Any individual(s) with the skills, knowledge, and resources necessary to carry out the proposed research training program as the Training Program Director/Principal Investigator (Training PD/PI) is invited to work with his/her organization to develop an application for support. Individuals from underrepresented racial and ethnic groups as well as individuals with disabilities are always encouraged to apply for NIH support.

For institutions/organizations proposing multiple PDs/PIs, visit the Multiple Program Director/Principal Investigator Policy and submission details in the Senior/Key Person Profile (Expanded) Component of the SF 424 (R&R) Application Guide.

2. Cost Sharing

This FOA does not require cost sharing as defined in the NIH Grants Policy Statement.

3. Additional Information on Eligibility
Number of Applications

Applicant organizations may submit more than one application, provided that each application is programmatically distinct.

The NIH will not accept duplicate or highly overlapping applications under review at the same time.  This means that the NIH will not accept:

  • A new (A0) application that is submitted before issuance of the summary statement from the review of an overlapping new (A0) or resubmission (A1) application.
  • A resubmission (A1) application that is submitted before issuance of the summary statement from the review of the previous new (A0) application.
  • An application that has substantial overlap with another application pending appeal of initial peer review (see NOT-OD-11-101).
Preceptors/Mentors

Program faculty should have strong records as researchers, including recent publications and successful competition for research support in the area of the proposed research training program.  Program faculty should also have a record of research training, including successful, former trainees who have established productive careers relevant to the NIH mission.  Researchers from diverse backgrounds, including racial and ethnic minorities, persons with disabilities, and women are encouraged to participate as mentors.

The mentors should hold faculty positions, be supported by NIH or other competitively awarded grants and be acknowledged experts in the application of new advances in basic science or translational research.  The established investigators, as mentors, will make available their expertise, guidance and laboratory facilities to be utilized by scholars for research projects that will enhance their knowledge and skills.  Mentors must have track records in mentoring and training, and must interact closely with the scholar in order to develop a career development plan.  Assigned mentors will provide guidance for the development of each scholar appointed to the RSDP.

Scholars

Scholars to be supported must be at the career level for which the planned program is intended. RSDP Scholars must have an M.D. degree or equivalent and must have completed a postgraduate residency training in general Ob-Gyn or an Ob-Gyn subspecialty area.  Scholars may also have a Ph.D. or other doctoral degree in addition to an M.D.  Scholars are expected to be in a 12 person-month (100% of full-time professional effort) position during the appointment of the K12 award.
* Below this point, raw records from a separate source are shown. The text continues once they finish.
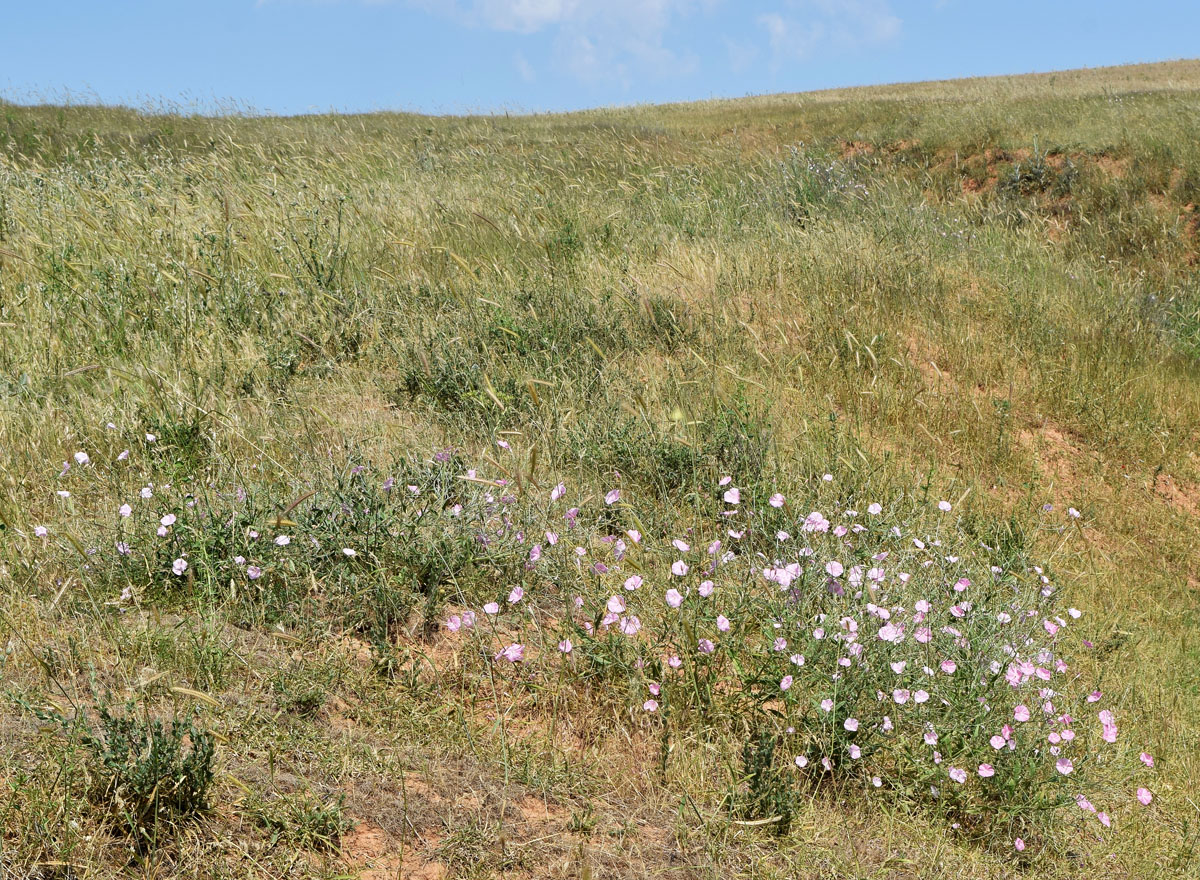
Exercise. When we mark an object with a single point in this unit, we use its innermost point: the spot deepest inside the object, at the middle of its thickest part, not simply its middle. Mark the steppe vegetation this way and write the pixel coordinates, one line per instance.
(796, 486)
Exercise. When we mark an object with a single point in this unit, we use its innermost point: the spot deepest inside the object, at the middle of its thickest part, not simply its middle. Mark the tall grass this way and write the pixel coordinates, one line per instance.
(982, 292)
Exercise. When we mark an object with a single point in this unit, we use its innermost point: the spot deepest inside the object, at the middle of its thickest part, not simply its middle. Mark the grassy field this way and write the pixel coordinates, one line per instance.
(340, 329)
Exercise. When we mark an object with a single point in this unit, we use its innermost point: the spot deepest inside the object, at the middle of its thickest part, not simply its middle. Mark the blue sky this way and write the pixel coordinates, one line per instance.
(523, 55)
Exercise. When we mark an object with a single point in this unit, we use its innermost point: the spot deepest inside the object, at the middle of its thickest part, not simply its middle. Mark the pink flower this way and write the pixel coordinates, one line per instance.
(513, 653)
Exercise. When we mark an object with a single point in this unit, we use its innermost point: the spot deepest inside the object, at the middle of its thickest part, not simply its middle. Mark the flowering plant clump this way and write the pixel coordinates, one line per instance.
(885, 647)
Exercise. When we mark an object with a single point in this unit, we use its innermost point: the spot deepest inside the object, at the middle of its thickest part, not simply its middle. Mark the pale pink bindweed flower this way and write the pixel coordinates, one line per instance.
(513, 653)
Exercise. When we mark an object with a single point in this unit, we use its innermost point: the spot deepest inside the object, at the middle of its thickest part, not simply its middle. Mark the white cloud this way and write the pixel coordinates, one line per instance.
(840, 24)
(523, 67)
(593, 40)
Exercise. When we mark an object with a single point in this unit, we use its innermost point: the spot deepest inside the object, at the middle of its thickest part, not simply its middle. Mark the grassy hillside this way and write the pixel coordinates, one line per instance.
(395, 335)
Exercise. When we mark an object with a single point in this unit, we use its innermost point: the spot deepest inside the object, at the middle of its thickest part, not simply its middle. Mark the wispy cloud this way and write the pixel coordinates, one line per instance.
(595, 41)
(523, 67)
(804, 27)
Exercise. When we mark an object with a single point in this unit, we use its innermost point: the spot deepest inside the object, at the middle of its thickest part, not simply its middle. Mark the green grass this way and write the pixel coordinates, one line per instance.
(983, 286)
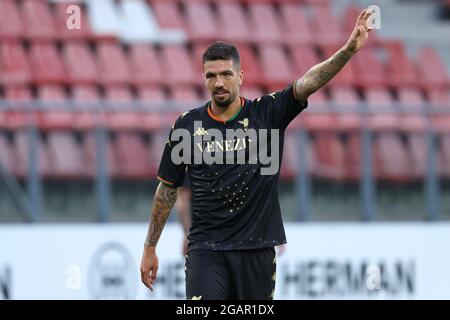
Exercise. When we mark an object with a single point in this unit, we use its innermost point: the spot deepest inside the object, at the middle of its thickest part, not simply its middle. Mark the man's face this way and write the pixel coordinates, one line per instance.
(222, 78)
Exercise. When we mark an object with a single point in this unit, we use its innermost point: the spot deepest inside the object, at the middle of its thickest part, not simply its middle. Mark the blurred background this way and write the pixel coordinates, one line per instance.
(89, 90)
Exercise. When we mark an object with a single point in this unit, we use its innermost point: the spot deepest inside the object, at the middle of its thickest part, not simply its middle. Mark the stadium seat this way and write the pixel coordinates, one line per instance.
(80, 63)
(145, 66)
(235, 29)
(177, 66)
(151, 94)
(64, 155)
(329, 155)
(432, 70)
(7, 156)
(39, 20)
(400, 67)
(132, 156)
(276, 67)
(296, 27)
(417, 153)
(14, 64)
(118, 93)
(391, 158)
(369, 70)
(11, 26)
(264, 23)
(89, 155)
(46, 63)
(112, 64)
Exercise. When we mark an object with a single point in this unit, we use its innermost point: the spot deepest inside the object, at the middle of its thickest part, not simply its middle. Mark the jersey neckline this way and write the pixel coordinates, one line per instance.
(217, 119)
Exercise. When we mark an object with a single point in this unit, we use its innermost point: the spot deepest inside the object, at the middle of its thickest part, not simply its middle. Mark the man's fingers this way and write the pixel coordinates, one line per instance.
(153, 273)
(145, 278)
(361, 15)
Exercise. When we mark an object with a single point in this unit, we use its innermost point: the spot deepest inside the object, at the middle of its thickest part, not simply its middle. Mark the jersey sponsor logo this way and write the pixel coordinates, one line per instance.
(200, 132)
(244, 123)
(234, 146)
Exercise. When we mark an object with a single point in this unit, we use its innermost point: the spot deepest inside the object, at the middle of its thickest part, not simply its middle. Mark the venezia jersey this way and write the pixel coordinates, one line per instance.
(234, 206)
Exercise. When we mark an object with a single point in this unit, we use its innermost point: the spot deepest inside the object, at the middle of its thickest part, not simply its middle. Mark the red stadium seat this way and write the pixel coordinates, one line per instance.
(276, 67)
(391, 157)
(432, 70)
(200, 22)
(118, 93)
(145, 65)
(52, 93)
(296, 27)
(89, 155)
(417, 153)
(39, 20)
(184, 94)
(86, 93)
(329, 155)
(14, 65)
(18, 93)
(22, 147)
(400, 68)
(46, 63)
(236, 29)
(151, 94)
(264, 23)
(7, 156)
(64, 155)
(177, 65)
(132, 156)
(11, 26)
(80, 63)
(112, 64)
(369, 70)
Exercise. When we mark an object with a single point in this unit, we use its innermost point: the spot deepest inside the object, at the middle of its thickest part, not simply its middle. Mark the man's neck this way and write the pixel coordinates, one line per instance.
(226, 113)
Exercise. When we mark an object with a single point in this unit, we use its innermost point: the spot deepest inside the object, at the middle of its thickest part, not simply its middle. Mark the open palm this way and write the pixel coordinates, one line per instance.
(361, 31)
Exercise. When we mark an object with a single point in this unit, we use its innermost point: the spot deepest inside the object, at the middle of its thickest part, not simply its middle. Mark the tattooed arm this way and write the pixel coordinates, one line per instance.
(320, 74)
(165, 198)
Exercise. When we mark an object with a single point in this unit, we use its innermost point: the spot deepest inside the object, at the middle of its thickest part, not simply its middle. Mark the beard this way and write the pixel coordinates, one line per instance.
(225, 102)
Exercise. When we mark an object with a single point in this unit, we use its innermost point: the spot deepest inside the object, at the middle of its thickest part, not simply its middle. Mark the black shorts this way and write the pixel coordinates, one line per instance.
(230, 275)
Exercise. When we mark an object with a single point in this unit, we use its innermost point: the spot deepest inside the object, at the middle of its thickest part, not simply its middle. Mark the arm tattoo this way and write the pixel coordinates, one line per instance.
(321, 73)
(165, 198)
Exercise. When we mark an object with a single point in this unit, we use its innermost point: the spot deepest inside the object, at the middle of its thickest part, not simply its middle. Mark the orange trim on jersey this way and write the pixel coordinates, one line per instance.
(165, 181)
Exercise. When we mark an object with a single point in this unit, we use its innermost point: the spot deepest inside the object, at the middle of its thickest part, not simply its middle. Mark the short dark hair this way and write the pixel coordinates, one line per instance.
(220, 50)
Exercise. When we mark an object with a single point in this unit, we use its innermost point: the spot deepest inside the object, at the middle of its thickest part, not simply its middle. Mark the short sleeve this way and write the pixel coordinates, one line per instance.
(286, 107)
(170, 173)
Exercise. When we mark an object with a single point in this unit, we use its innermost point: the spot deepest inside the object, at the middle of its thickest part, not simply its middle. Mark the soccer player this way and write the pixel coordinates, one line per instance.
(236, 219)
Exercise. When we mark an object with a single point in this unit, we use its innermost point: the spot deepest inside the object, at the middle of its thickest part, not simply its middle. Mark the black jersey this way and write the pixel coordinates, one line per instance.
(234, 206)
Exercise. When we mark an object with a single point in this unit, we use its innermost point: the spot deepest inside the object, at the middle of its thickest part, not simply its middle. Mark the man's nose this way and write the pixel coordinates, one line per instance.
(219, 82)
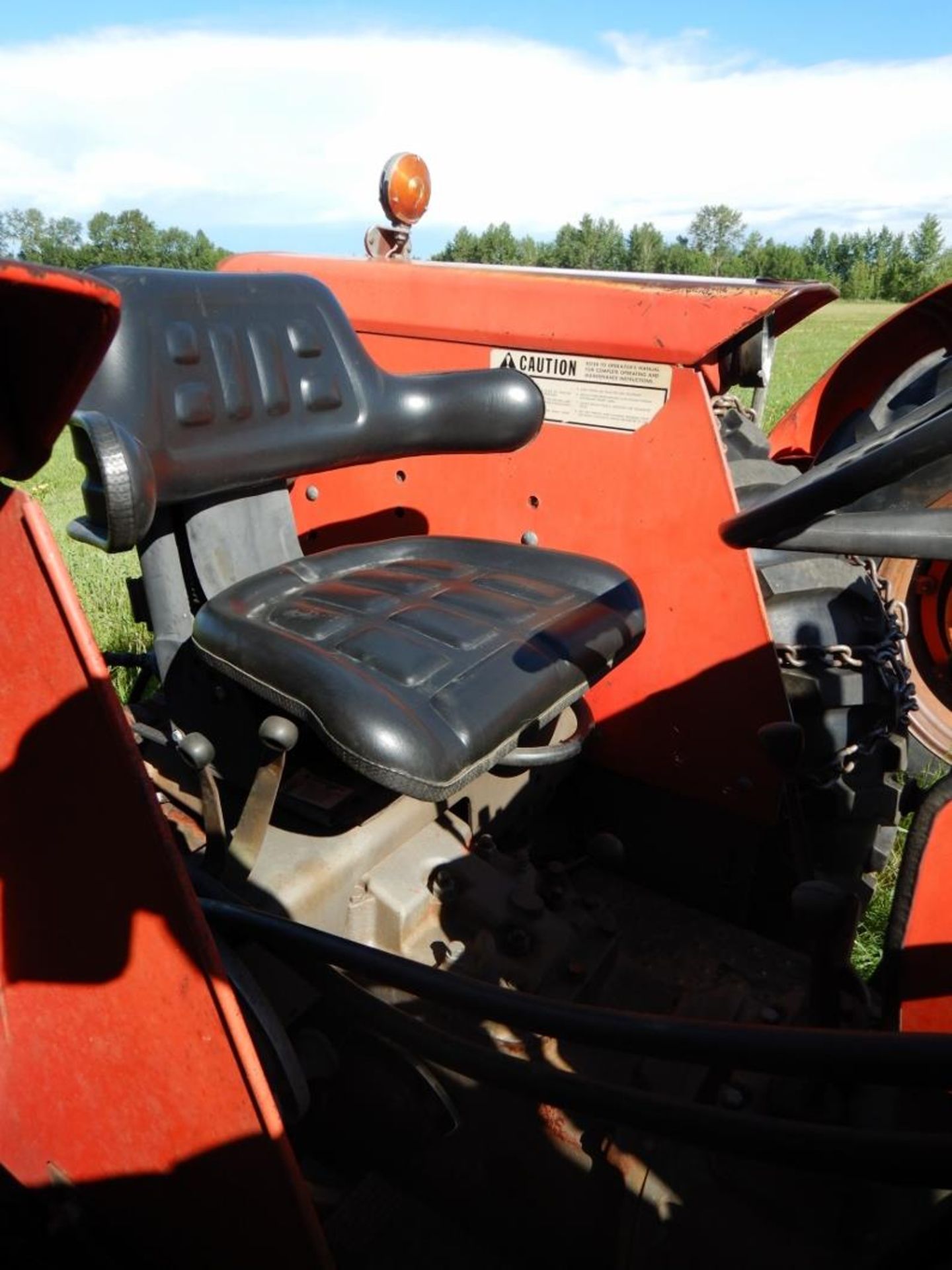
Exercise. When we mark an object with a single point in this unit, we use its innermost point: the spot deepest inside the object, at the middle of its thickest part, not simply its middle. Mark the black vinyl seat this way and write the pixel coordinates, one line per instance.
(420, 661)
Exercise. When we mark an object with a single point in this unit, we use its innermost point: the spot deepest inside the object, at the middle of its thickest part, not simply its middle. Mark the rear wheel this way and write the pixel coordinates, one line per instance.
(838, 648)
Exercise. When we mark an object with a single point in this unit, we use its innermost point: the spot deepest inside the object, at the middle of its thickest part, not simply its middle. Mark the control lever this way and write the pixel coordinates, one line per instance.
(198, 753)
(277, 736)
(914, 441)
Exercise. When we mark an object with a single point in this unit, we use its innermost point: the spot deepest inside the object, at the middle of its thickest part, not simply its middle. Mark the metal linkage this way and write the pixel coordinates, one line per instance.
(889, 658)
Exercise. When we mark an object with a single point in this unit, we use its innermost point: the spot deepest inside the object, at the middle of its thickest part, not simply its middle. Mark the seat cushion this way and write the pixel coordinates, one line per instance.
(420, 661)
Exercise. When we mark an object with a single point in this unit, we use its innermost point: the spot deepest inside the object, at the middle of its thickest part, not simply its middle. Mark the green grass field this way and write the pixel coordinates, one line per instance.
(803, 355)
(805, 352)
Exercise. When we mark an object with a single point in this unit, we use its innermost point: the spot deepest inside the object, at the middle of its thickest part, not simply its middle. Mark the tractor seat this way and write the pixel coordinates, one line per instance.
(420, 661)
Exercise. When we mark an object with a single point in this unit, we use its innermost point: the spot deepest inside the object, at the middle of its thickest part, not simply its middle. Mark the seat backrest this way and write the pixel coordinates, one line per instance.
(221, 386)
(223, 381)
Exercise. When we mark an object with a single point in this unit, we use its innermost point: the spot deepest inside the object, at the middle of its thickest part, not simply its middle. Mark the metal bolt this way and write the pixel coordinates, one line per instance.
(517, 941)
(607, 923)
(526, 901)
(444, 884)
(731, 1096)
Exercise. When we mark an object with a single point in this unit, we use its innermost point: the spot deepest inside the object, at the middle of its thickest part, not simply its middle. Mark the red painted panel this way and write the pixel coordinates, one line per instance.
(55, 327)
(926, 966)
(659, 319)
(125, 1064)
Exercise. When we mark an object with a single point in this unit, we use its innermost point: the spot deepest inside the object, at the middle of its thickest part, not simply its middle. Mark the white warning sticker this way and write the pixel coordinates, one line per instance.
(592, 392)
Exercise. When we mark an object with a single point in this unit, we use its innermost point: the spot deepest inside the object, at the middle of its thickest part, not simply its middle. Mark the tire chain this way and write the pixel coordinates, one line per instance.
(890, 661)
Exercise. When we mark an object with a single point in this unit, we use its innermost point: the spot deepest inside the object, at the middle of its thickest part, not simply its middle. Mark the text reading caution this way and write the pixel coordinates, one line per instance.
(592, 392)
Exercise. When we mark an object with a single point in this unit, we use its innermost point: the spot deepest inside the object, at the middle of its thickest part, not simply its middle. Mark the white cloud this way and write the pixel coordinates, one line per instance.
(234, 128)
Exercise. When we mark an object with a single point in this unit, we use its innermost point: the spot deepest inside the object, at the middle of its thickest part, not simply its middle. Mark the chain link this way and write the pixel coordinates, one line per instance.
(728, 402)
(889, 657)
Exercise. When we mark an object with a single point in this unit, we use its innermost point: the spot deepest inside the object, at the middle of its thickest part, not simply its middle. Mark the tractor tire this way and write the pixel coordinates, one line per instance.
(826, 618)
(923, 586)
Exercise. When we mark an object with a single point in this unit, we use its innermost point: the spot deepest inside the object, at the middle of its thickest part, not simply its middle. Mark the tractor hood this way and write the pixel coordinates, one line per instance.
(655, 318)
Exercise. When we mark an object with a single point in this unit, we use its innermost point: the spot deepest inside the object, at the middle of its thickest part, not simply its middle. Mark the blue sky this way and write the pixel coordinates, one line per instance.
(267, 125)
(797, 33)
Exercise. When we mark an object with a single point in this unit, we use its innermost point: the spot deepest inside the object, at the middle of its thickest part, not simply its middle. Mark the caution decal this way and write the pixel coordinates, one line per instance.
(592, 392)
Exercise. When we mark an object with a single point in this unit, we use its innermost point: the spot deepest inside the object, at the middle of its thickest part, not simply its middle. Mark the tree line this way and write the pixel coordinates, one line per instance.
(127, 238)
(873, 265)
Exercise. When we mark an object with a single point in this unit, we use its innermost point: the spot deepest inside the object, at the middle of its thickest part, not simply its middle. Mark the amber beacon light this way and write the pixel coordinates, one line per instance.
(405, 189)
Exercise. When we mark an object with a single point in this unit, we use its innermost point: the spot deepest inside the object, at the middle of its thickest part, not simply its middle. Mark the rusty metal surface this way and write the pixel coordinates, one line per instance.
(55, 327)
(124, 1056)
(653, 318)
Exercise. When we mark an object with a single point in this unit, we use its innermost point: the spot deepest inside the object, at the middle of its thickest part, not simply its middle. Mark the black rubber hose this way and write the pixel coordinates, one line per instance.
(920, 1060)
(887, 1156)
(887, 976)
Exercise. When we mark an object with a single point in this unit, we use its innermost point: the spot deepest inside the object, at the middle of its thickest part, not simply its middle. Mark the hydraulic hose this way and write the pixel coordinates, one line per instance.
(888, 1156)
(923, 1060)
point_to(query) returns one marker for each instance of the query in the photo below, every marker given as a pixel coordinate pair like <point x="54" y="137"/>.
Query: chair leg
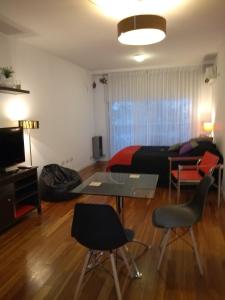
<point x="170" y="182"/>
<point x="196" y="251"/>
<point x="137" y="273"/>
<point x="126" y="261"/>
<point x="178" y="191"/>
<point x="153" y="238"/>
<point x="219" y="188"/>
<point x="82" y="275"/>
<point x="165" y="241"/>
<point x="115" y="276"/>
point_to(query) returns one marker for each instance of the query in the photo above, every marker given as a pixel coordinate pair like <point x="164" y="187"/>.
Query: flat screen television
<point x="11" y="146"/>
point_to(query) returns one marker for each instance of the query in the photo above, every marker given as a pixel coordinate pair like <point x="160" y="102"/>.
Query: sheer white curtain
<point x="154" y="107"/>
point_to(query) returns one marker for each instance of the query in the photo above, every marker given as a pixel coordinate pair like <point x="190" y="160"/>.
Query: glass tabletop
<point x="119" y="184"/>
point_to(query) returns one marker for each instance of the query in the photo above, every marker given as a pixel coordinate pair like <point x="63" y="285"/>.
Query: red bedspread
<point x="123" y="157"/>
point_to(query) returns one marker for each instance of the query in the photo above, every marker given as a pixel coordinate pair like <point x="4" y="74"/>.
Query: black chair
<point x="183" y="216"/>
<point x="98" y="228"/>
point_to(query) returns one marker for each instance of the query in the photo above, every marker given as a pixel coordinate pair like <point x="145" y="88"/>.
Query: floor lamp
<point x="28" y="125"/>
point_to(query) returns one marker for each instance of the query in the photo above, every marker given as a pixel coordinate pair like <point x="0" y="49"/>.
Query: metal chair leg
<point x="136" y="273"/>
<point x="153" y="238"/>
<point x="170" y="169"/>
<point x="115" y="276"/>
<point x="196" y="251"/>
<point x="126" y="261"/>
<point x="82" y="275"/>
<point x="165" y="241"/>
<point x="219" y="188"/>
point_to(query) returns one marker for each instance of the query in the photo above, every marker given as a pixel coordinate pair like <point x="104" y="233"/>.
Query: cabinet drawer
<point x="6" y="206"/>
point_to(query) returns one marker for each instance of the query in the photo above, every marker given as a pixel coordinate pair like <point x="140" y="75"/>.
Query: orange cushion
<point x="208" y="162"/>
<point x="187" y="175"/>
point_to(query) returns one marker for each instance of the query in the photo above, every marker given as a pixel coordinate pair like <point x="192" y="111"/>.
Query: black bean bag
<point x="56" y="183"/>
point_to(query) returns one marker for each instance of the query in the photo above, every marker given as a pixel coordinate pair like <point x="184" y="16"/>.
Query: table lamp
<point x="208" y="127"/>
<point x="28" y="125"/>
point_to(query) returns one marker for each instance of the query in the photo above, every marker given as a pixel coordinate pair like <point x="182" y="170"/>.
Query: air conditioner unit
<point x="210" y="74"/>
<point x="97" y="147"/>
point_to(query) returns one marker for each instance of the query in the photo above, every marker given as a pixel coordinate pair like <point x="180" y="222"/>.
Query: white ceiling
<point x="80" y="32"/>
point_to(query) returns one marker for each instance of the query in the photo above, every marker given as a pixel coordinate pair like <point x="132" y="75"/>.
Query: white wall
<point x="219" y="131"/>
<point x="101" y="114"/>
<point x="61" y="98"/>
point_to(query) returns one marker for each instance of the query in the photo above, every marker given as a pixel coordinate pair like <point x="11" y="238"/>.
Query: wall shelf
<point x="8" y="90"/>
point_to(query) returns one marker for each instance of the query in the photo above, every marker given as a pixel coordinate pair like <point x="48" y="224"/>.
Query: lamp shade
<point x="28" y="124"/>
<point x="141" y="30"/>
<point x="208" y="126"/>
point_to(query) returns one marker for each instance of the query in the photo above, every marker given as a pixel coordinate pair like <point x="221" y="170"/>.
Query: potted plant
<point x="6" y="75"/>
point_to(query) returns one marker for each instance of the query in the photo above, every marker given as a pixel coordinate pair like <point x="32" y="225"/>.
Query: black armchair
<point x="98" y="228"/>
<point x="56" y="183"/>
<point x="182" y="216"/>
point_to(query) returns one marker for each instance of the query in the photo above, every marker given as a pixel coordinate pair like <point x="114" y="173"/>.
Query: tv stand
<point x="9" y="170"/>
<point x="18" y="195"/>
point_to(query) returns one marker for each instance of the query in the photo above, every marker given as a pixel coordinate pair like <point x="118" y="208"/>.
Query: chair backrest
<point x="97" y="227"/>
<point x="208" y="163"/>
<point x="197" y="202"/>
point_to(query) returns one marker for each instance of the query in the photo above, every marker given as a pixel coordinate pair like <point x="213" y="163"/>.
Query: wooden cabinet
<point x="18" y="195"/>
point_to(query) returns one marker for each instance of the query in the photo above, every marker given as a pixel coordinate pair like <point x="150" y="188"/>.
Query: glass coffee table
<point x="120" y="185"/>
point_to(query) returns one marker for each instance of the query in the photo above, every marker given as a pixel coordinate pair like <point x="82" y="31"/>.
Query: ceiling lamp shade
<point x="208" y="126"/>
<point x="28" y="124"/>
<point x="141" y="30"/>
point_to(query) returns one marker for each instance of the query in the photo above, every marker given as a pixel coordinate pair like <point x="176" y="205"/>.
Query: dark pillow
<point x="175" y="147"/>
<point x="203" y="138"/>
<point x="187" y="147"/>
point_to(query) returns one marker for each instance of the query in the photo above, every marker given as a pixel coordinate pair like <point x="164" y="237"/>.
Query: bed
<point x="154" y="159"/>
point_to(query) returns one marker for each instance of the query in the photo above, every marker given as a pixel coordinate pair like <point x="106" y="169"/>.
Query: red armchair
<point x="192" y="174"/>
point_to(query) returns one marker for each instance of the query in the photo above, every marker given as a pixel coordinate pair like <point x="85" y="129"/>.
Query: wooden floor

Phase I scholars (years 1 and 2) must have 100% of their professional time protected from clinical duties or assignments.  Phase II scholars (years 3 and 4) must have a minimum of 75% of their professional time protected from clinical duties or assignments.

By the time of appointment, scholars must be citizens or noncitizen nationals of the United States or have been lawfully admitted for permanent residence at the time of appointment. Additional details on citizenship requirements are available in the NIH Grants Policy Statement.

At the time of entry into the RSDP, a scholar may not be or have been a PD/PI on an R01 or subproject of a Program Project (P01) or Center (P50, P60, U54) grant, independent mentored career development (K-series) grants or other equivalent research grant awards. Individuals who are or were PD/PIs on NIH Small Grants (i.e., R03s) or Exploratory/Developmental Grants (i.e., R21s) may be eligible providing they meet the eligibility requirements of the RSDP.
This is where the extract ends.